The ratio of people who failed to pay national pension premiums hit a record-high 37.2 percent in fiscal 2002, surpassing the previous record of 29.1 percent in fiscal 2001, the Social Insurance Agency said Thursday.
The increase signals further woes for the troubled national pension plan intended mainly for the self-employed, farmers, fishermen and students aged between 20 and 59, making it certain that public distrust in the system will grow.
An estimated 1 trillion yen in premiums went unpaid in the year to March 31, according to the agency, an entity under the Health, Labor and Welfare Ministry.
Ministry officials attributed the increase to the transfer of premium-collection duties to the national government from local governments in fiscal 2002 as well as the prolonged economic slump.

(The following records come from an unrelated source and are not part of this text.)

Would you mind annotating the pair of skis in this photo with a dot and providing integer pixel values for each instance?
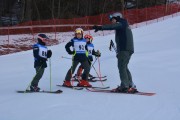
(41, 91)
(92, 79)
(106, 90)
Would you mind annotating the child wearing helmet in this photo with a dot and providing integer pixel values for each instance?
(91, 52)
(79, 45)
(41, 54)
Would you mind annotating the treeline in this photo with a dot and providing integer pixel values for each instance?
(25, 10)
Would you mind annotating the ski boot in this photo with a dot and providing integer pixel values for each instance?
(121, 89)
(67, 83)
(34, 88)
(84, 83)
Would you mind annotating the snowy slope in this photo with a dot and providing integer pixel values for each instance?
(155, 67)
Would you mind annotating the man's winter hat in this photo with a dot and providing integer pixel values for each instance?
(87, 36)
(116, 16)
(79, 31)
(42, 37)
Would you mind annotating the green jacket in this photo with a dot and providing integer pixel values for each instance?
(123, 35)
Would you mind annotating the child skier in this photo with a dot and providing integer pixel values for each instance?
(79, 56)
(91, 52)
(41, 54)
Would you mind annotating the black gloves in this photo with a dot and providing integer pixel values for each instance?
(97, 28)
(49, 53)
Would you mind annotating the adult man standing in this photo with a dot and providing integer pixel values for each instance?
(125, 48)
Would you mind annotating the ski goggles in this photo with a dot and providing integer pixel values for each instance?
(43, 39)
(110, 17)
(78, 31)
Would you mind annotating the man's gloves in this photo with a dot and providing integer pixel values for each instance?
(49, 53)
(97, 28)
(97, 54)
(71, 52)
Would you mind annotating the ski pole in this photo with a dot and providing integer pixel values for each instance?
(34, 76)
(66, 57)
(100, 71)
(50, 73)
(96, 72)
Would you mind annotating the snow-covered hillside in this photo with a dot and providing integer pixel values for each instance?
(155, 68)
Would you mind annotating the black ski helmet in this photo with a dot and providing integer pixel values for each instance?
(42, 38)
(116, 16)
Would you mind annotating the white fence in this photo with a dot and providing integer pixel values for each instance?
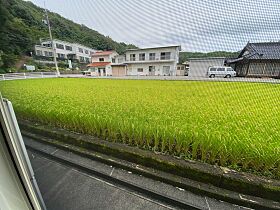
(29, 75)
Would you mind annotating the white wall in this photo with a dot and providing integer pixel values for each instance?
(132, 69)
(173, 50)
(75, 49)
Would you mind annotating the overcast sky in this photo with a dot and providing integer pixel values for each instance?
(197, 25)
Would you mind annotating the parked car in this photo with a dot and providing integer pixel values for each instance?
(221, 71)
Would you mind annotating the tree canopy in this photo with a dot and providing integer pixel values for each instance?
(21, 27)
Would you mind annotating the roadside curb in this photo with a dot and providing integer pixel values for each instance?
(222, 178)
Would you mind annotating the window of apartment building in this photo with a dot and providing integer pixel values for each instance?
(152, 56)
(47, 45)
(141, 56)
(69, 48)
(152, 68)
(132, 57)
(60, 55)
(165, 56)
(39, 52)
(82, 59)
(166, 70)
(120, 60)
(60, 46)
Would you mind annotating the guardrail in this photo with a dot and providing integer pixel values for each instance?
(27, 75)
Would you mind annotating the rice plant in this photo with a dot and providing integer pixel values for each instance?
(230, 124)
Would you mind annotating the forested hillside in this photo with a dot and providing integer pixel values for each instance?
(21, 27)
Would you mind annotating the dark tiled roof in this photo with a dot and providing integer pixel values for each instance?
(264, 50)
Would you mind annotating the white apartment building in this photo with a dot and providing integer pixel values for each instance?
(152, 61)
(65, 50)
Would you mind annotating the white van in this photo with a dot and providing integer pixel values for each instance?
(222, 71)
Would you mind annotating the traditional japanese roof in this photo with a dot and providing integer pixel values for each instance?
(102, 53)
(98, 64)
(263, 50)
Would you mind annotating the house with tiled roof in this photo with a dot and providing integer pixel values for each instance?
(101, 63)
(258, 60)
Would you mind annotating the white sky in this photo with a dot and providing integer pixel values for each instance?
(197, 25)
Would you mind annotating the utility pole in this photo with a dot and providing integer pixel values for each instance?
(53, 47)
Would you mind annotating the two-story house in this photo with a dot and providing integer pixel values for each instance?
(160, 61)
(65, 50)
(101, 63)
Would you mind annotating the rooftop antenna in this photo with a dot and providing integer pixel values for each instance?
(53, 47)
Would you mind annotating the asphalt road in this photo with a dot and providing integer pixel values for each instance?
(181, 78)
(65, 188)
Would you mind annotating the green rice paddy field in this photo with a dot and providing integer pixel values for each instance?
(229, 124)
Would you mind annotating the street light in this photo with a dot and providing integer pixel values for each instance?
(53, 47)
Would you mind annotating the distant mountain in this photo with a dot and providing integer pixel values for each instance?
(184, 56)
(21, 27)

They said that although there was a decline in the number of low-income people who are exempt from premium payments as a result of tightened exemption restrictions, the nonexempt did not come forward and pay.
In fiscal 2002, the number of people with premium exemptions nearly halved to 1.44 million from 2.77 million in fiscal 2001, pushing up the number of those obliged to pay to 18.36 million from 16.83 million, according to the agency.
Of those who were exempt in fiscal 2001 but subsequently lost their exemption, 85.5 percent did not pay their premiums in fiscal 2002, it said.
Under the system, future pensioners must pay a fixed monthly premium of 13,300 yen. Those who contribute for more than 25 years can receive pensions starting at age 65.
The ministry and the agency plan to set up a special task force Aug. 1 to study measures to lower the payment default ratio to 20 percent in the next five years, the officials said.